Well you two had fun last night.

@Pedonator: I used to subscribe to Harper’s but it finally got too annoyingly smug even for me. Ditto Granta. Too annoyingly anti-American in that suburban, drizzly, Limey way.

@nojo: Spike Milligan and The Goon Show entirely invented Monty Python. Nothing wrong with that. Shoulders of giants, etc. Peter Sellars was one of them. My dad played in the band and I would sometimes go see it being taped when I was a child.

whew
I thought you were talking about Lerch.

@nojo: @Benedick: There is a newer show worthy of Goon Show, Python level reverence and line-memorization, it was that show with the two who played Jeeves and Wooster so long ago.

@Prommie: Never saw it. But the Goons really did define a generation. To the point where even Prince Charles was seen impersonating Bluebottle – one of Milligan’s characters – in a cringe-making home film that somehow escaped into the wild a few years back.

@Benedick: Spike Milligan and The Goon Show entirely invented Monty Python. Nothing wrong with that. Shoulders of giants, etc.

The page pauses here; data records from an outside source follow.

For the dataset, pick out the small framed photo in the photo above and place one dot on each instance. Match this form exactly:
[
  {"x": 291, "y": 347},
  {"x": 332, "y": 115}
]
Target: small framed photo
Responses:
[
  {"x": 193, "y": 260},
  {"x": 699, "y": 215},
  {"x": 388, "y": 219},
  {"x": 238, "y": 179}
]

They’ve said as much, repeatedly — the coffeetable doorstop is much more thorough than the video documentary, and they delve into the Goon Show and Spike’s later TV show in great detail. Cleese even says “shoulders of giants” in the video doc.

I think it’s also Cleese who freely admits that much of Python is latter-day panto. So yes to your broader point, that part of Python’s appeal to American audiences was an exoticism that Brits would find thoroughly domestic. It actually took me forever to accept that Gilliam was from Minnesota.

@nojo: It’s no secret – quite the reverse. I think they saw themselves as part of a proud tradition. As indeed they were. Before the Goons came the Crazy Gang and the Folderols. I’m sure you could follow it back to two fools on a church porch hitting each other with bladders to make Chaucer laugh. I thought it was very bright of Cleese to bring out of retirement a director from the classic Ealing comedies to direct Fish Called Wanda.

@Benedick: As in Pithon’s “Fish Slapping Dance” skit?

@redmanlaw: Kinda, yeah. Hadn’t occurred to me.